The decrease in Biogen’s share price also caused a drop in the iShares NASDAQ Biotechnology index (NASDAQ:IBB). According to a Wall Street Journal article, the index (which was up 30 percent on Thursday) fell by 1.9 percent the following day.
Promise in the pipeline
Biotech companies are highly dependent on the drugs they have in their pipelines: promising clinical trials can cause share prices to soar, but disappointing results often have an adverse effect. Reuters reported that Biogen’s share price peaked in March at $475.98, when tests demonstrated that an experimental Alzheimer’s treatment, aducanumab, slowed cognitive mental decline. In a 54-week experiment, positive results were seen in patients who received a 3-milligram dose of the drug, and even more pronounced results were witnessed in participants who received a 10-milligram dose.
A new Phase 1 trial was then initiated to test 6-milligram dosages, and results were expected to fall between the 3-milligram and 10-milligram dosages. However, the results of this trial, released last Wednesday, were mixed: the drug significantly reduced beta amyloid plague in the brain, but failed to demonstrate a statistically significant slow in mental decline.
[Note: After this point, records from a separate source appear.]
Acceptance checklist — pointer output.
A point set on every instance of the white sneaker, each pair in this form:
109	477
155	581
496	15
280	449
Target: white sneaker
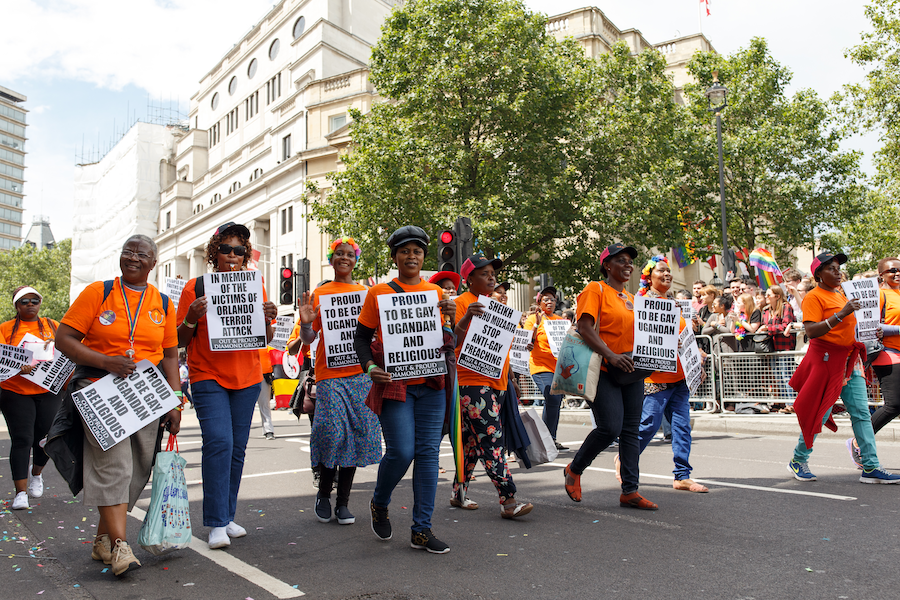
21	501
35	486
235	530
218	538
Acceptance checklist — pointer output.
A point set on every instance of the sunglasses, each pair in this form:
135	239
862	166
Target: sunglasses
238	250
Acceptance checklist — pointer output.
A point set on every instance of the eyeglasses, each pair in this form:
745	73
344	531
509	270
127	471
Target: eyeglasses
238	250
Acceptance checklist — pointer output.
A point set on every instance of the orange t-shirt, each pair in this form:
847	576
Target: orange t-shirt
17	384
466	376
818	305
322	370
232	369
890	300
371	318
616	321
541	359
105	325
662	377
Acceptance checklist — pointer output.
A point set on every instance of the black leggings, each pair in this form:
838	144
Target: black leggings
28	419
889	379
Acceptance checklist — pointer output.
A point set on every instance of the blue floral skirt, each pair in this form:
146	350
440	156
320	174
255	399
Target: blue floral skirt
345	432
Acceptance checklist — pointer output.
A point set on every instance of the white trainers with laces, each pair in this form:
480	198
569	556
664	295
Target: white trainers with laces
35	486
21	501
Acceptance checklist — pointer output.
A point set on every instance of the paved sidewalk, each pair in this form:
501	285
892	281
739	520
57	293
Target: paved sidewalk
731	424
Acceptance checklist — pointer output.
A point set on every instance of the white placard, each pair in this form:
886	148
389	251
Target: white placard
487	342
172	287
656	334
339	314
283	328
412	335
114	407
12	359
41	350
691	359
52	374
234	314
556	332
687	309
518	352
868	317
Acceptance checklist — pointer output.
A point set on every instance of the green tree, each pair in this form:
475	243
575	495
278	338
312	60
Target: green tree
787	180
47	271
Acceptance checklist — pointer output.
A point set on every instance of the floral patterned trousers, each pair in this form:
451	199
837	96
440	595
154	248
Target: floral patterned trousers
481	439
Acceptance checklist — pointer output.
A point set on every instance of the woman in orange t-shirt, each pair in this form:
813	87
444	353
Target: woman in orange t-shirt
541	361
28	408
345	432
616	407
111	333
479	398
225	385
832	368
667	393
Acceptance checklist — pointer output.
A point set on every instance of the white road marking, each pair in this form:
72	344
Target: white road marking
276	587
729	484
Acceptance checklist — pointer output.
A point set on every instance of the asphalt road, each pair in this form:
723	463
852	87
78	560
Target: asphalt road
757	534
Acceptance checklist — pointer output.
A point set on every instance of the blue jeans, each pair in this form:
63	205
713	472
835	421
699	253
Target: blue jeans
552	402
412	430
673	403
225	417
855	401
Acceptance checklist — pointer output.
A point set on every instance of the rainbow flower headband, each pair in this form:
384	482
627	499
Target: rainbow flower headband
645	274
338	242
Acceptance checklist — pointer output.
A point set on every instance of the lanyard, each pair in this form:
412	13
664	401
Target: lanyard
132	321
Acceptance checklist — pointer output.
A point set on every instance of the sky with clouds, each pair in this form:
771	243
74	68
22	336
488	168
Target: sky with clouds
90	67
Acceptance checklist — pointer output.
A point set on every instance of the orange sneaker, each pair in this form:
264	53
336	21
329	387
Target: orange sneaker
635	500
574	490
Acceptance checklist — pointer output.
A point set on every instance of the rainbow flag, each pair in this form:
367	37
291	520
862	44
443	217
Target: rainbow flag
767	271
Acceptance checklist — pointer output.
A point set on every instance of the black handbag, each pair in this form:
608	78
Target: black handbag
763	343
621	378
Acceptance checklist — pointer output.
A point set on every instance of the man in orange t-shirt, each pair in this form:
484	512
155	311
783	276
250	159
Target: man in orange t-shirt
412	427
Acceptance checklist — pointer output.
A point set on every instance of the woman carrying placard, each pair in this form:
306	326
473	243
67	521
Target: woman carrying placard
225	386
832	368
110	333
667	394
411	411
887	364
541	361
27	407
345	432
616	406
479	398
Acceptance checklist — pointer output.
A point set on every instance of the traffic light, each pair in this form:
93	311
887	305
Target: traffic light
448	255
286	286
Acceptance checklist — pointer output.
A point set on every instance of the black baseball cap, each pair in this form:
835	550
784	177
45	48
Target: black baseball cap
407	234
232	226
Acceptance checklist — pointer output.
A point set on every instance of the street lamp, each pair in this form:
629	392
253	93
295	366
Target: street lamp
716	95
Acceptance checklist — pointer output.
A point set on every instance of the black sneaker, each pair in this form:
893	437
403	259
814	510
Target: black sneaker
323	509
425	540
381	524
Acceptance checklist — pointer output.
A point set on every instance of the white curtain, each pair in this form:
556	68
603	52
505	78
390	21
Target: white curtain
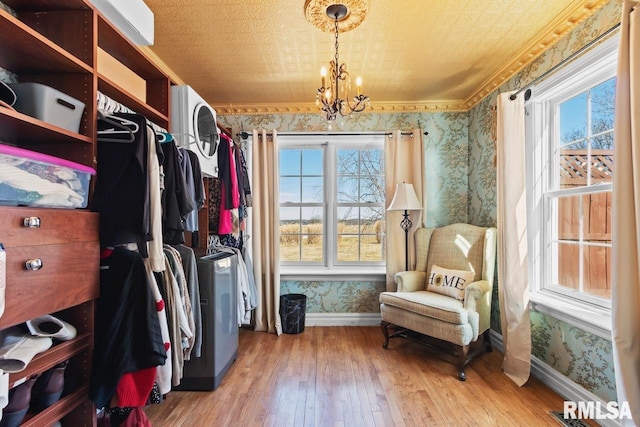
625	299
265	223
513	283
404	162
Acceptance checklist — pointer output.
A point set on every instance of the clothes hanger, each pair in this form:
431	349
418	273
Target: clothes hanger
118	129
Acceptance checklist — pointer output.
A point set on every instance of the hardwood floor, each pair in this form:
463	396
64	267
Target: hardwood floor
341	376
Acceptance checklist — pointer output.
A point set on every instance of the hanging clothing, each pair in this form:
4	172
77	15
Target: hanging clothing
154	174
190	267
127	332
121	194
187	327
195	189
176	203
163	372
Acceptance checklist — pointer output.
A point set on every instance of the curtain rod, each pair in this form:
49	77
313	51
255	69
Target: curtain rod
526	87
245	135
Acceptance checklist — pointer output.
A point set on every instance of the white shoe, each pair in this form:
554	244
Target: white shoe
52	327
17	348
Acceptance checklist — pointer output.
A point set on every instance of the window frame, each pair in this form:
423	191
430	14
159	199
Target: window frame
330	143
590	313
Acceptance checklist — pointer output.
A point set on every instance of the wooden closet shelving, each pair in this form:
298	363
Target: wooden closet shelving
56	43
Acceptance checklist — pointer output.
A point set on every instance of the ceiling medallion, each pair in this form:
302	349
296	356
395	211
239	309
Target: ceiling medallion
316	12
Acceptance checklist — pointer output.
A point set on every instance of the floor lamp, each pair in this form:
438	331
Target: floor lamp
405	199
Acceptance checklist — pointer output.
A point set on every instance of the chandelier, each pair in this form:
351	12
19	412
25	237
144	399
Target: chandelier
334	96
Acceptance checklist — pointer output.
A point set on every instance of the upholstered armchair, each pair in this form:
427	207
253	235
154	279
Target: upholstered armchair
446	302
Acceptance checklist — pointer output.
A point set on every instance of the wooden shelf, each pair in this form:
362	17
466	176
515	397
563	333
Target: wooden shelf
62	407
117	93
50	358
25	51
20	129
45	5
117	45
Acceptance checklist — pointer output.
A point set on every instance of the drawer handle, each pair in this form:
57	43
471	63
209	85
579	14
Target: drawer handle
31	222
33	264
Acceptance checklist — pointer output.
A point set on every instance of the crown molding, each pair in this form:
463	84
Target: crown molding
554	31
311	108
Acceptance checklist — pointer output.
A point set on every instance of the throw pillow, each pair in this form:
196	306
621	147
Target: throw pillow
449	282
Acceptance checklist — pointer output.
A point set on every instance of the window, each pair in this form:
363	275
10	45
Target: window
570	149
332	202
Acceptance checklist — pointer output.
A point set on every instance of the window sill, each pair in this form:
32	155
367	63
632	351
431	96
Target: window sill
325	274
591	319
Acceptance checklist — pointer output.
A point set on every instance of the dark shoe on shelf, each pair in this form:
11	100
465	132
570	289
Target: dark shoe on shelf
19	399
48	388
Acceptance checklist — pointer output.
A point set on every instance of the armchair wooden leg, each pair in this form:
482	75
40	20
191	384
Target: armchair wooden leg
463	351
486	336
384	326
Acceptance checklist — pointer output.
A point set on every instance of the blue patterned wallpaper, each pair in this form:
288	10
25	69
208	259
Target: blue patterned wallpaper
446	149
583	357
461	186
337	296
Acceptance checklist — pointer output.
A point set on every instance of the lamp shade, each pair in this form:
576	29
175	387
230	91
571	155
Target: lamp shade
405	199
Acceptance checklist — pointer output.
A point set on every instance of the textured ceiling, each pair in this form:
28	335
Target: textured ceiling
264	56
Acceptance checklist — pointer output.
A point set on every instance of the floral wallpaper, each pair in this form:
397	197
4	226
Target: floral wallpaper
461	186
446	186
446	149
337	296
583	357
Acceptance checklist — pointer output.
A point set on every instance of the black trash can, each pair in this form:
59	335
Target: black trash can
292	310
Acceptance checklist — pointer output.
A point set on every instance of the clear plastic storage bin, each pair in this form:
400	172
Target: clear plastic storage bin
28	178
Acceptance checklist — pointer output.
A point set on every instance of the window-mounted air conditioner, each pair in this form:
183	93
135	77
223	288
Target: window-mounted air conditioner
132	17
Even so, Biogen CEO Dr. George Scangos remains hopeful about future clinical tests. In the company’s Q2 report, he is quoted saying, “we are excited to report we are now actively recruiting for two global Phase 3 studies of aducanumab in patients with early Alzheimer’s disease. We see aducanumab as a potentially transformational opportunity for Biogen, and for patients with this devastating disease.”
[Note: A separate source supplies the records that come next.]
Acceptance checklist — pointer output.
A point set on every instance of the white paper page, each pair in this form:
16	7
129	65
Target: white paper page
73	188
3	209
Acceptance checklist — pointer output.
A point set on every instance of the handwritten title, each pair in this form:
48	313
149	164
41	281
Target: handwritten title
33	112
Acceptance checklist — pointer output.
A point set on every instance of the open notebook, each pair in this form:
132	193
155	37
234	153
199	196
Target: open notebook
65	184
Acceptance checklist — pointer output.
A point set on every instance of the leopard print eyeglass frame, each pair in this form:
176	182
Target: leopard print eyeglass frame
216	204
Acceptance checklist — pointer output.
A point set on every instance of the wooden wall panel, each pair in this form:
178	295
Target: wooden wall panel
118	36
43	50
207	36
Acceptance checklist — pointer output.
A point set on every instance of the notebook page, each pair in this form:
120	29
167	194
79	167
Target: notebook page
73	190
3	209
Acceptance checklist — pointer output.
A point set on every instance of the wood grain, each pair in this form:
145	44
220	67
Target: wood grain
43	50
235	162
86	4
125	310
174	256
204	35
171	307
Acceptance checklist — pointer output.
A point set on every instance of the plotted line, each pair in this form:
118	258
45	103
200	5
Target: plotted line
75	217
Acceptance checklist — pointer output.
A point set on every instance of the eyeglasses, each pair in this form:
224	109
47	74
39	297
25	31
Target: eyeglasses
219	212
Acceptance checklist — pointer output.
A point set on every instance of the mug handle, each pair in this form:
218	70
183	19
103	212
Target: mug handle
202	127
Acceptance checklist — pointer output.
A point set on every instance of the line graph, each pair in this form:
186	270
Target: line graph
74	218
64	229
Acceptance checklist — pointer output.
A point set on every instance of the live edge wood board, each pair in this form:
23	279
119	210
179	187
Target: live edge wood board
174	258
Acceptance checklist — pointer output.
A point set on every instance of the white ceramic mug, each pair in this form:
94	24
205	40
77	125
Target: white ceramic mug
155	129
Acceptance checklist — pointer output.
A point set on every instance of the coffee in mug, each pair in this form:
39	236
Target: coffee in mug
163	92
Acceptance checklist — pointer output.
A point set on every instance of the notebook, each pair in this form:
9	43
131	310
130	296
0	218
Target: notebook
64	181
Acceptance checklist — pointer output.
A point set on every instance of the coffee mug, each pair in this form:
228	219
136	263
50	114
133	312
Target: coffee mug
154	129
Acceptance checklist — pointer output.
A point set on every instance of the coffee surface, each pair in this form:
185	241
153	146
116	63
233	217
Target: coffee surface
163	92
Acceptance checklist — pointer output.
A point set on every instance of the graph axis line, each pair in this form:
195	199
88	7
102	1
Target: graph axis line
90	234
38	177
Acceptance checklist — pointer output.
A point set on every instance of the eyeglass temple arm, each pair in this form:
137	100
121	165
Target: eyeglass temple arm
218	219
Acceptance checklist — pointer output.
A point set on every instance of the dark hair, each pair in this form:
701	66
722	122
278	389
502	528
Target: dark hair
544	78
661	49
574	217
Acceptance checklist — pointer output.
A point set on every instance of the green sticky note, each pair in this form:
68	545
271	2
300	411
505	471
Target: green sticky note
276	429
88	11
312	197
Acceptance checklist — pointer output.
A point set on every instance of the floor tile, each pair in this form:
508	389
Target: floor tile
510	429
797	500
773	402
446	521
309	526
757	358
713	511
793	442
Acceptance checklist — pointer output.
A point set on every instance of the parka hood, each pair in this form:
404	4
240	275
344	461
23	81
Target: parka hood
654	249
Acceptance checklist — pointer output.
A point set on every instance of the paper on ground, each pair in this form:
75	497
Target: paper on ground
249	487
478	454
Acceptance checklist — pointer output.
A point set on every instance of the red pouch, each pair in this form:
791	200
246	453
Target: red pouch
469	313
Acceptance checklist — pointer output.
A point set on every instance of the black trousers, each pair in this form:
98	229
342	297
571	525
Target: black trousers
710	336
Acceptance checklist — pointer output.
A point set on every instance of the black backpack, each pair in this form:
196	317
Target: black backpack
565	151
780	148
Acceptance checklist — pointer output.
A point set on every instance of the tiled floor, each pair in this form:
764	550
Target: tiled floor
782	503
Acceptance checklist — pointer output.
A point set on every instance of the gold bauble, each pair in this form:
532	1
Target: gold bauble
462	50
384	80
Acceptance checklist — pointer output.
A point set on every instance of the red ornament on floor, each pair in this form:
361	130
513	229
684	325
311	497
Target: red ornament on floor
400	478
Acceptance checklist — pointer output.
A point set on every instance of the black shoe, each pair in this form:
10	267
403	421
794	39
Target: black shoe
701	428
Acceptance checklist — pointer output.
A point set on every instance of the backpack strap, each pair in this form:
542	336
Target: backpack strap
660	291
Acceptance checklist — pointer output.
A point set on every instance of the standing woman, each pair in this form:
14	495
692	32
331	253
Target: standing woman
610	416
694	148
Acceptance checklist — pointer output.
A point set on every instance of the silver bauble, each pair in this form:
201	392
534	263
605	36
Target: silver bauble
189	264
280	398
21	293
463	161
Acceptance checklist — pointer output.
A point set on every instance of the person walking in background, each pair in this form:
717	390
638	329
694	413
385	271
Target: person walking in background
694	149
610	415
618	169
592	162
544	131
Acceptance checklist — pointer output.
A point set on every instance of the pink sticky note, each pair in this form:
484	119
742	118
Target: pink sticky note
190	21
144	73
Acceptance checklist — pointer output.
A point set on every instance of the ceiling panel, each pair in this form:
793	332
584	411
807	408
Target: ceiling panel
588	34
Unexpected opportunity for investment?
At least some market watchers share his optimism about Biogen. Another Wall Street Journal article states that Deutsche Bank (NYSE:DB) analysts’ estimate of aducanumab’s ultimate potential for success remains the same, at 25 percent.
Furthermore, on Thursday, Forbes’ Spencer Jakab gave a relatively positive assessment of Biogen’s position in the biotech market. Concluding that the clinical results of the company’s potential Alzheimer’s drug are not “conclusively bad,” he said that “any mild disappointment about Friday’s results, could mean a rare thing for a biotechnology stock in this environment: a buying opportunity.”
Investors will have to judge for themselves whether that assessment is correct or if now is the time to get away from Biogen. In any case, it will certainly be interesting to watch the company’s next move.